MOBILIDADE SOCIAL, STATUS POLITICO E PODER: UMA PRELIMINAR

     Segundo R. Stavehagen, em Estratificação social e estrutura de classes”¹:
“Nos sistemas de estratificação que permitem a mobilidade social entre os estratos, esta tem a dupla função de reduzir as oposições mais agudas entre as classes e de reforçar a própria estratificação. A estratificação desempenha, pois, um papel eminentemente conservador na sociedade, ao passo que as oposições e os conflitos de classe constituem um fenômeno de ordem dinâmica, por excelência.”

     Evidentemente Stavehagem aqui está se referindo ao conflito distributivo mais amplo, referente à propriedade, que seria o objeto da luta de classes, da luta entre as classes sociais. Evidentemente aqui classe social são as classes fundamentais do capitalismo: Proprietários e não proprietários dos meios de produção. Não há mobilidade a se considerar e trata-se simplesmente de mudar ou não o regime de propriedade. Num sentido diferenciado está a noção de estratificação, que também pode envolver um conflito distributivo, mas bem mais restrito e mais ligado à renda e capacidade de consumo. Nesse aspecto o Estado tem papel relevante mediante sua capacidade redistributiva. Aqui há mobilidade e indivíduos, por razões diversas, podem ir de uma faixa de consumo para outra, num sentido, para cima, ou noutro sentido, para baixo. Quando Stavehagem fala da caráter conservador desses estamentos em ascensão ele está se referindo ao fato de que enquanto o conflito distributivo da propriedade tem um caráter possivelmente transformador da sociedade, o conflito distributivo da renda pode ter um caráter modificador, isto é, os indivíduos podem querer melhor qualidade de vida, mas não são transformadores. O conservadorismo está ai. De qualquer forma, mesmo aceitando que não vivemos por hipótese uma faixa de escolhas entre propriedade e renda, há uma ampla literatura sobre como a mobilidade de segmentos, principalmente os ligados ao trabalho informal, acaba tendo um papel acomodatório do ponto de vista político, refreando demandas.
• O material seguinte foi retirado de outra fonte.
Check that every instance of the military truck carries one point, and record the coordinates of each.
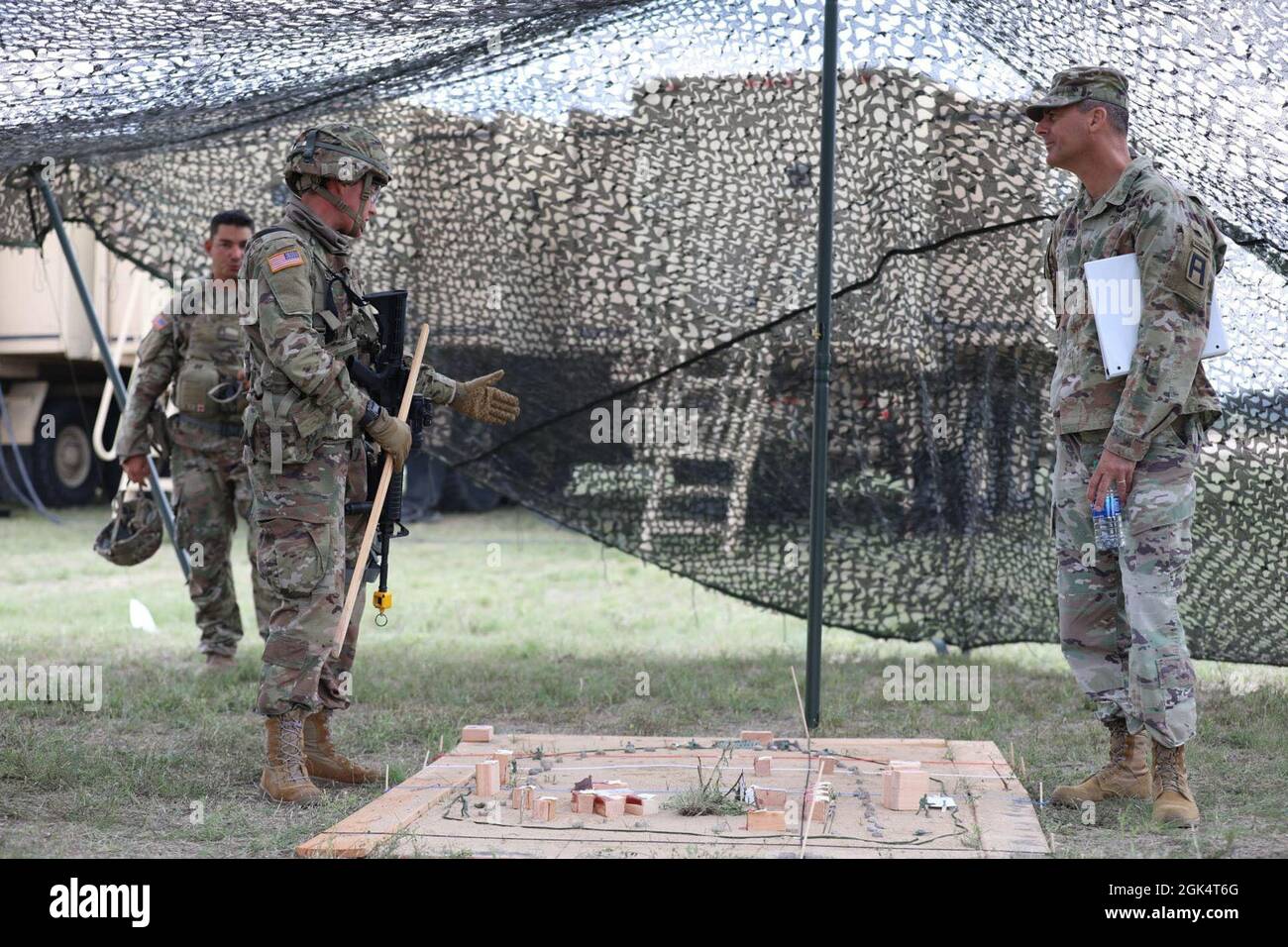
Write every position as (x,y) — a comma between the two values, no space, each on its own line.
(58,410)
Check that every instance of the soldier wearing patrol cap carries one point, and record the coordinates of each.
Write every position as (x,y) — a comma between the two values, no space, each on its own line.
(305,450)
(1120,628)
(196,344)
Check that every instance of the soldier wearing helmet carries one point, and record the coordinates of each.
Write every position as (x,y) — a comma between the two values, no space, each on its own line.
(307,429)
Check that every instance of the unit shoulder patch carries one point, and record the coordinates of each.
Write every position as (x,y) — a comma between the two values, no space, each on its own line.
(284,260)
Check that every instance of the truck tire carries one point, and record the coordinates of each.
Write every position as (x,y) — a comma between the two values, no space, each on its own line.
(463,495)
(63,468)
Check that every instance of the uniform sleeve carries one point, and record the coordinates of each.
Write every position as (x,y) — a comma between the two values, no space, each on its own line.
(430,384)
(1048,263)
(154,368)
(1177,266)
(291,342)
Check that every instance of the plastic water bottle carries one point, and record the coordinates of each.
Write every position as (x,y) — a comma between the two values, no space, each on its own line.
(1107,522)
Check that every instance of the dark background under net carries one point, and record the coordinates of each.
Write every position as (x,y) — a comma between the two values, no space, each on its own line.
(617,202)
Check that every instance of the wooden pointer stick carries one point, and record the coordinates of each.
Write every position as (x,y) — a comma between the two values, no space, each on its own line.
(386,474)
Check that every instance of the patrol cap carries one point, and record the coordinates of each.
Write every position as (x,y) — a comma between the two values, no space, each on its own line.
(1099,82)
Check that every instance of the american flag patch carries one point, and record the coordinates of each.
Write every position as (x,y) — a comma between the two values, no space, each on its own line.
(283,261)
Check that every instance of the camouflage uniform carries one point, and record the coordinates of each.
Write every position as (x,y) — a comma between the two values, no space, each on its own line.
(196,343)
(305,450)
(1120,626)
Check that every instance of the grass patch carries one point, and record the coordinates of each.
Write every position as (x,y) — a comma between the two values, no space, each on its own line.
(544,631)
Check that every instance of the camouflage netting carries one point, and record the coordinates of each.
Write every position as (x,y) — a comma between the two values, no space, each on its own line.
(617,202)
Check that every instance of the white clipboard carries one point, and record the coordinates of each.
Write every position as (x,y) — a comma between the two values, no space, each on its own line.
(1113,290)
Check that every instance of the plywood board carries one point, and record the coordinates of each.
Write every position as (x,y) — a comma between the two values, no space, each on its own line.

     A Constituição de 1988 resultou numa pró-atividade do Estado na questão da redistribuição da renda. A partir dela não compete ao Estado apenas a intervenção genérica na esfera econômica, buscando Estabilidade e Crescimento, mas também a intervenção na esfera social. De lá para cá multiplicaram-se as políticas públicas de garantias mínimas e inclusão social.

     O período mais recente, a partir de 2002 até 2008, trouxe um contínuo processo de crescimento interrompido em 2009, mas retomado em 2010.

     Como parte da estratégia desenvolvimentista de consolidação de um mercado interno estendeu-se ao limite prudencial a capacidade de fornecimento de crédito ao consumidor.

      Vistas em conjunto essas três situações geraram uma mobilidade social ascencional exepcional. Provavelmente uma das maiores, senão a maior, já ocorrida nas últimas décadas tendo em vista o restante dos países.

      A própria força de trabalho formal veio se modificando em números também impressionantes:
Tendo em vista formação, tempo de educação, da População Economicamente Ativa Ocupada³, entre 1992 e 2007, o número de indivíduos com mais de 11 anos de estudo cresceu 57%. Entre 8 e 10 anos 33%. Já, na outra ponta, indivíduos de 1 a 3 anos caiu 28% e indivíduos com menos de um ano ou nenhum caiu 35%. Talvez possa haver aqui uma aumento de diferença, maior desigualdade, entre os indivíduos empregados formalmente e os informais. É um caso a se estudar.

       Importante registrar que se as modificações na qualidade da população economicamente ativa ocupada estão ligadas à dinâmica de crescimento da economia, o ingresso no mercado de consumo dos segmentos informais se deu pelas políticas públicas somadas à extensão do crédito ao consumidor. Com efeito a expansão de nosso mercado interno vem se dando não apenas pelo aumento de renda via crescimento econômico, mas e provavelmente de forma marcante pelo ingresso de setores antes marginalizados ou quase à margem do mercado de consumo.

       Chamar de “classe” média emergente pode ter algum exagero, pois certamente não esses segmentos extremamente heterogêneos não chegam a constituir uma “classe” social, mas certamente são um importante segmento da população em um processo de intensa mobilidade social.
Essa mobilidade social não envolve apenas questões econômicas e sociais. Ela também interfere na política.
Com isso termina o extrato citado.